Andrew Robinson creates great art. Period. We've known it for a while now and we think you should, too. Just take a look at his beautiful covers for Starman and Hawkman, or check out the cowboy-noir storytelling in his own book, Dusty Star. Clearly greatness abounds in the guy's work.
The question that's always boggled my mind though (and I'm an easy boggler)—is why can't I see more? I love everything he puts out, but I'm greedy. Why can't I get a monthly book and covers? Hell, some trading cards and a yearly art book?! Hmm...
In our interview with Andrew, we get a clue as to why he doesn't always do more. Or at least, a partial clue. It's not because he doesn't want to, that would be silly. And it's not because he's slow, although he openly admits to having missed a deadline or two. I won't divulge the clue here, but you'll know it when you hear it. And the worst part about it for me was, after hearing it—I was frustrated more! In a perfect world, all my favorite creators, like Robinson, would be left alone to do what they do best...create. And they'd be well paid for doing so (ahh, what a world that would be—naivete, I love you)!

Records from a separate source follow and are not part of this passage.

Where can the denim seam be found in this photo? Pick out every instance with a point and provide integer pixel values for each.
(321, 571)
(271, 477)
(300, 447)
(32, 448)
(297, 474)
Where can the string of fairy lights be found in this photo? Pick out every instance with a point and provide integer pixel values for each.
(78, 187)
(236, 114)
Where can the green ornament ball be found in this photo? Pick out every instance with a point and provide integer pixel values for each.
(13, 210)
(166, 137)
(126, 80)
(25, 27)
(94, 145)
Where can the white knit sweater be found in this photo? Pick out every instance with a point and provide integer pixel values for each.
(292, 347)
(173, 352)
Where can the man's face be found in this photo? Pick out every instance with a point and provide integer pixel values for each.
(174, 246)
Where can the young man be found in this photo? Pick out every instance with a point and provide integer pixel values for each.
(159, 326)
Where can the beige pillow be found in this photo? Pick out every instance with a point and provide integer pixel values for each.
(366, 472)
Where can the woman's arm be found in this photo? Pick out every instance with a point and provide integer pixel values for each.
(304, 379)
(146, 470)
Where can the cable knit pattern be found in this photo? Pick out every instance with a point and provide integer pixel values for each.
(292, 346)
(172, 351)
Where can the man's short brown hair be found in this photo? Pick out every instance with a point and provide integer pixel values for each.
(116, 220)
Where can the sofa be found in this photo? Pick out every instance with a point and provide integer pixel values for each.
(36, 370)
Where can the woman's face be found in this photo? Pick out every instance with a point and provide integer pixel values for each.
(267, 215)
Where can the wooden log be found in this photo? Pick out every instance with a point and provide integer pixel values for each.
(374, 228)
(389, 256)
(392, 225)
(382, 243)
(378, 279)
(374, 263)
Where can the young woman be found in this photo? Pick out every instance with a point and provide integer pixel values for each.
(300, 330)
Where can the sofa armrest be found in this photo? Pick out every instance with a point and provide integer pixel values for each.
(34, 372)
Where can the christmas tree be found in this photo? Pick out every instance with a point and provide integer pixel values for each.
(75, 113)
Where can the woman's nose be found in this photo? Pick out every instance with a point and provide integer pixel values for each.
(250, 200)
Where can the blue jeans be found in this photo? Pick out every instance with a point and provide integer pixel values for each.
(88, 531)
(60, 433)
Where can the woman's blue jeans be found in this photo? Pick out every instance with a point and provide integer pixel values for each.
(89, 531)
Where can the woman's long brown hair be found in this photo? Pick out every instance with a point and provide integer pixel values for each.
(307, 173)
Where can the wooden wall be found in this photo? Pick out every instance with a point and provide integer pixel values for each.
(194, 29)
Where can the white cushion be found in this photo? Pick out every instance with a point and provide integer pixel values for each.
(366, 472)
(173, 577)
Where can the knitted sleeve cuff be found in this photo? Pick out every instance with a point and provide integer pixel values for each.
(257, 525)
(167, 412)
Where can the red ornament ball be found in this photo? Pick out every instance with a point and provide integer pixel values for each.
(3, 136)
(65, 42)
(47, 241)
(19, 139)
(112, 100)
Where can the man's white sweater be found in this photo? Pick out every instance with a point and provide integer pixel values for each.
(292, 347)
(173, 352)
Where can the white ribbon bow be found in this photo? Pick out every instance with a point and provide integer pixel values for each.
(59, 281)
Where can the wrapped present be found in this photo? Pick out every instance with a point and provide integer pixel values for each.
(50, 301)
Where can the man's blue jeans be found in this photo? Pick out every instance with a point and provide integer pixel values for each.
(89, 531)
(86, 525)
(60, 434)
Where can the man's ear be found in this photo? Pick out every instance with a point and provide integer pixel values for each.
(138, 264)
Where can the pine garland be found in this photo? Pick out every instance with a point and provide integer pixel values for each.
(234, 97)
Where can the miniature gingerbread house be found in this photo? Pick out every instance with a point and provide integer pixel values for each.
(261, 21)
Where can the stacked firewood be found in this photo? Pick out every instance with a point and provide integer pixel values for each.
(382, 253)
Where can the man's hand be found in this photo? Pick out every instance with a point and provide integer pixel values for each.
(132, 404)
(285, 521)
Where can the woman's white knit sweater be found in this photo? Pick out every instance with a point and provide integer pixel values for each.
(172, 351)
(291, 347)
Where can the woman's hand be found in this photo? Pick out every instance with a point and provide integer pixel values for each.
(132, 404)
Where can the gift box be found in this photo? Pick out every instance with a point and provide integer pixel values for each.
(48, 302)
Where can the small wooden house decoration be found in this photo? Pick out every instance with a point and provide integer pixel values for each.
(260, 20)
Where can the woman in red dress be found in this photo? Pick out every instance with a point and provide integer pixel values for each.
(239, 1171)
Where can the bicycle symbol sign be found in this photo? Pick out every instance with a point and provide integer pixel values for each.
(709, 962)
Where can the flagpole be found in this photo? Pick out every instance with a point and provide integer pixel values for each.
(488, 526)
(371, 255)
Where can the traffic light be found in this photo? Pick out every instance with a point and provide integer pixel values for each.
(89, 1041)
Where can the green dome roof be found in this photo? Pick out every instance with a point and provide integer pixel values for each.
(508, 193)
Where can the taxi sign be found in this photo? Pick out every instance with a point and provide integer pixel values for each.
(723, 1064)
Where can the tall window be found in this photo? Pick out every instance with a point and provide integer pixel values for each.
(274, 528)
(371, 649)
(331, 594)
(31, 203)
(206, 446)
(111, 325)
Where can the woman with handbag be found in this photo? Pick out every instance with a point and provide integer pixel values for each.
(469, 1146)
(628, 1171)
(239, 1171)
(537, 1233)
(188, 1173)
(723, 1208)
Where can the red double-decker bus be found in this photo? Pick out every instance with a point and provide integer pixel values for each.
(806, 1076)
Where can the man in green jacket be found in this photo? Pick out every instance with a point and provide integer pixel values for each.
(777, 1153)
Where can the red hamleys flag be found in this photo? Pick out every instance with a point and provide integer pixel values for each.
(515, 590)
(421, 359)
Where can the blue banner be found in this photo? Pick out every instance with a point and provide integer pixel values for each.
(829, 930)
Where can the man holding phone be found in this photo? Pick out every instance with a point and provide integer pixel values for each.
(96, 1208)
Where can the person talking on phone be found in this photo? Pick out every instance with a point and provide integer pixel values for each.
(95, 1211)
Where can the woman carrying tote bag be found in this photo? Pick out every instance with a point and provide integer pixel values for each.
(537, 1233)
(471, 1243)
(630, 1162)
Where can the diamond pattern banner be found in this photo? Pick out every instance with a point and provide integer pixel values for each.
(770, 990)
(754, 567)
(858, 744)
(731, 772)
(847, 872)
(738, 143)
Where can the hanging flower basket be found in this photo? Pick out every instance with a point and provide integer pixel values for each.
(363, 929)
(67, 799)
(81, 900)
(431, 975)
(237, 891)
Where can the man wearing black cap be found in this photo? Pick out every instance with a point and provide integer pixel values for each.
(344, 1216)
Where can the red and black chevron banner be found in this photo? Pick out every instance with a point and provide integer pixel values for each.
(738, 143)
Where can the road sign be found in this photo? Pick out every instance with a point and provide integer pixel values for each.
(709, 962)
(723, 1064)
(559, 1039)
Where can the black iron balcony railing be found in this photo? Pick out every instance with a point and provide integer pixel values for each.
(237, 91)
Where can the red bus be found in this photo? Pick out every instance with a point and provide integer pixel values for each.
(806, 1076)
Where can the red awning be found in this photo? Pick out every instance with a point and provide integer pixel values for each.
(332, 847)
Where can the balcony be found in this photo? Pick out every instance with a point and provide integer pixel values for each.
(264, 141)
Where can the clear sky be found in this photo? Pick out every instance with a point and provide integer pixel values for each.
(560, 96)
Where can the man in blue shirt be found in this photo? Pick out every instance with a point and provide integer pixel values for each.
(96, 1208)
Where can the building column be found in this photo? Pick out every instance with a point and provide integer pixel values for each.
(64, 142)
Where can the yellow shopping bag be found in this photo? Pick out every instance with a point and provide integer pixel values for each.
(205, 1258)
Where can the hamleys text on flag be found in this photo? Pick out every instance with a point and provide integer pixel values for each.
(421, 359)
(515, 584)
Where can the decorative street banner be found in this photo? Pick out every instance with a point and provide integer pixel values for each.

In the last 15 years, my man Andrew has worked for Marvel, DC, Dark Horse, Image, Upper Deck, Wizards of the Coast and more. He created Dusty Star (his baby), started a fine art career out in California and recently took the leap into music. That's right, he's written some lyrics for a band project called Space Junkies (Hey, Suki).
I kinda hesitate to use the word phenom (although I just did), but the guy draws like Bridgeman, paints like Loomis, tells stories like De Palma and always leaves you wanting more. And more is what I want, dammit! I kid...
From where I sit, you don't have to look far to see the greatness in Andrew Robinson's work. Just open your eyes, it's right there.